Jamie Doran, an EMMY award-winning filmmaker has had access for weeks to the British teenager who alleges that she was forced by police to retract her accusation of gang rape by up to 12 Israelis who were holidaying in Cyprus prior to joining the military
By Jamie Doran
A young woman stares out from the south coast of Cyprus, wondering when, and if, she will finally be allowed to leave these shores and return to her home in England. She is, according to her mother and the international legal team representing her, the victim of a ploy to allow her alleged attackers to return home, leaving her as the guilty party.
Believing she was merely being invited into a police station to confirm her original statement, the teenager underwent around eight hours of what she described as ‘aggressive’ interrogation without a lawyer or family member present. She had asked for a lawyer, only to be told, she claims, that the police interrogator said: “Maybe that’s what happens in the UK, but not in Cyprus.”
In the end, under the threat by police that they would issue international arrest warrants for her own friends, she signed the retraction statement which, she says, was dictated to her. And it is that retraction statement that sits at the very core of this case.
Later this morning, in the court at Paralimni, a linguistics expert will dissect her alleged retraction, stating that key parts would never have been written or said by a native English speaker.
Defence lawyers have previously said that much of the retraction had been written in poor or ‘pidgin’ English, with numerous grammatical errors, including blatant spelling mistakes. Significantly, the 19-year-old herself had received three unconditional offers from universities to study Criminology, prior to travelling to Cyprus for what was intended to be a working holiday. In the words of her QC, speaking soon after she had given evidence: “In 28 years at the Bar, I have never come across a more credible witness”.
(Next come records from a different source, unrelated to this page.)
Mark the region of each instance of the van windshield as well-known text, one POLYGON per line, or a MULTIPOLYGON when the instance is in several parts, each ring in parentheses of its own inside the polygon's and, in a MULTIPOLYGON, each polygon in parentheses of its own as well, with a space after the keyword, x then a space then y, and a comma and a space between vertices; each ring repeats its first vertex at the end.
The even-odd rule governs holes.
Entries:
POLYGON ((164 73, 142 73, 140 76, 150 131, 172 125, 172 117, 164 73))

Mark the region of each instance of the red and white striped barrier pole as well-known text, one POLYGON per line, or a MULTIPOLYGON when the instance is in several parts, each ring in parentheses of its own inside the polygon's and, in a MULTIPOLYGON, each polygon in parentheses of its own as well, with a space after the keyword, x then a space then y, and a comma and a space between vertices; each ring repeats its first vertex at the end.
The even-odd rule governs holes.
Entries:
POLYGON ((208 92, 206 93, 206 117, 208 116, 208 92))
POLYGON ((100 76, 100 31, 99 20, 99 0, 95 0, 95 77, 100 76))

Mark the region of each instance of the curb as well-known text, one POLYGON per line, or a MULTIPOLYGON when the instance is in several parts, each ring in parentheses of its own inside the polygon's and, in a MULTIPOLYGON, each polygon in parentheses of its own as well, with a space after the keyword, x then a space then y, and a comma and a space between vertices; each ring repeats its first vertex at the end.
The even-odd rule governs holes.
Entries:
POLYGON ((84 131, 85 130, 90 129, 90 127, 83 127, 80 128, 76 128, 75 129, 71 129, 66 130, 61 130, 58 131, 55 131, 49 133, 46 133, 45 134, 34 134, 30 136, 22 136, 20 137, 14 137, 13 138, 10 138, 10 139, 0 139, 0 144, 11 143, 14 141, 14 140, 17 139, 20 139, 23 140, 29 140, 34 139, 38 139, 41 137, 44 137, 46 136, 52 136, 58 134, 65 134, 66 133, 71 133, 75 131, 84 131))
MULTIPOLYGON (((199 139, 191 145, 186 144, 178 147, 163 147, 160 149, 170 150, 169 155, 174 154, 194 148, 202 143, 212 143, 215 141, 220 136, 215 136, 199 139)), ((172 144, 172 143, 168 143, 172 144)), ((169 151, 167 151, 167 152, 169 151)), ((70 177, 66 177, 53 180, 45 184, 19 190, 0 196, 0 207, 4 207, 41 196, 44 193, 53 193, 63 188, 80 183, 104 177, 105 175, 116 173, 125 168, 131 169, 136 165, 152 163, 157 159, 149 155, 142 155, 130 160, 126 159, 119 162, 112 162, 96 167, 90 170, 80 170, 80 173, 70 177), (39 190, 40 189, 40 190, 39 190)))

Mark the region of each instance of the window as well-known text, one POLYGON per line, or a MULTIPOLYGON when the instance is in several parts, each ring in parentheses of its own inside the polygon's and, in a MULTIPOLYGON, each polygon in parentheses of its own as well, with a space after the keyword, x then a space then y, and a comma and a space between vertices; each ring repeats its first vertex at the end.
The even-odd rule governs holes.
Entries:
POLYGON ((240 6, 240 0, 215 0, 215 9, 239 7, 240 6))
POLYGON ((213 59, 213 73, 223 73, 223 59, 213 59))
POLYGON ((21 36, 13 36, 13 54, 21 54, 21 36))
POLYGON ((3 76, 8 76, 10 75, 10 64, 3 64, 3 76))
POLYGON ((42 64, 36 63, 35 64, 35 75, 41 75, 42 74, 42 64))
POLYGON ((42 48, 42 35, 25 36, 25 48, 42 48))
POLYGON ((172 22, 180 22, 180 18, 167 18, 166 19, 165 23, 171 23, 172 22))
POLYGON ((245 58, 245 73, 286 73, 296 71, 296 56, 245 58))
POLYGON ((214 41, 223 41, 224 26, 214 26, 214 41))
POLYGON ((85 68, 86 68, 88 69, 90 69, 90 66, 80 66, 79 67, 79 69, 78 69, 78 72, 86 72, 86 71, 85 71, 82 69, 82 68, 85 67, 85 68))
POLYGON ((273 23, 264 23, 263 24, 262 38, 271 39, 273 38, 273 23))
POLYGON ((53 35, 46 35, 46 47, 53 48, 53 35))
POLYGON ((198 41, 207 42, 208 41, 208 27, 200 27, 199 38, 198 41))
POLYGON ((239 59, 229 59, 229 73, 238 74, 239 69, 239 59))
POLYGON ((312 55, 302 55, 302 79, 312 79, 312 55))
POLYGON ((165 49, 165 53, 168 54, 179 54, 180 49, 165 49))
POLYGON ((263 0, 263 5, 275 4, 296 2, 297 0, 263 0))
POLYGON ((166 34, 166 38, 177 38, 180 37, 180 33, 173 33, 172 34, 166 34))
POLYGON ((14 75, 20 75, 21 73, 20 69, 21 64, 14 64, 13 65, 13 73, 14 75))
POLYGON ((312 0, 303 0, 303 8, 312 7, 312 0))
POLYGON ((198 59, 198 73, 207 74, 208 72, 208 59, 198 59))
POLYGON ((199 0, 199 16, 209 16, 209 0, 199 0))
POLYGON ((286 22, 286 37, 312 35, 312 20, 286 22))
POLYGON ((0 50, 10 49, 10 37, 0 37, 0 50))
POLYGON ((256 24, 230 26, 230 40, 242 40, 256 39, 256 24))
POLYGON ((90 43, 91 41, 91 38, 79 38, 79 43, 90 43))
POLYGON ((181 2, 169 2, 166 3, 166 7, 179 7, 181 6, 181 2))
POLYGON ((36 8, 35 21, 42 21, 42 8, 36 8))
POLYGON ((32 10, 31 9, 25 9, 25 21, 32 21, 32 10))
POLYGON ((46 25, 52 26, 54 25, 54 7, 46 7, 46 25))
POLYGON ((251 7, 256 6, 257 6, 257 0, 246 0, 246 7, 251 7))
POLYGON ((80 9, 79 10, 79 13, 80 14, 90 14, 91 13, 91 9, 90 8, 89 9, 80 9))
I have been with the girl and her mother for much of the court proceedings in the process of making a documentary. The trauma has taken an immense toll on them both; of that there can be no doubt. It would have been easier, perhaps, simply to have pled guilty in the expectation of a soft sentence and a fine. After all, she is only accused of the crime of ‘Public Nuisance’. But that would have been a step too far for them, which would then have ensured that the original alleged perpetrators of the rape would go on to live their lives in the certainty that their own names would never be blighted.
The law can sometimes seem unfair to those who seek justice. And it is true to say that the Cypriot judicial system has come under great criticism as we have discovered in our research. But I remain convinced not only of this girl’s total innocence, but also that two very determined women will never allow this case to rest until that justice is served.
And when that happens, just who was it who spoke those words in ‘pidgin’ English?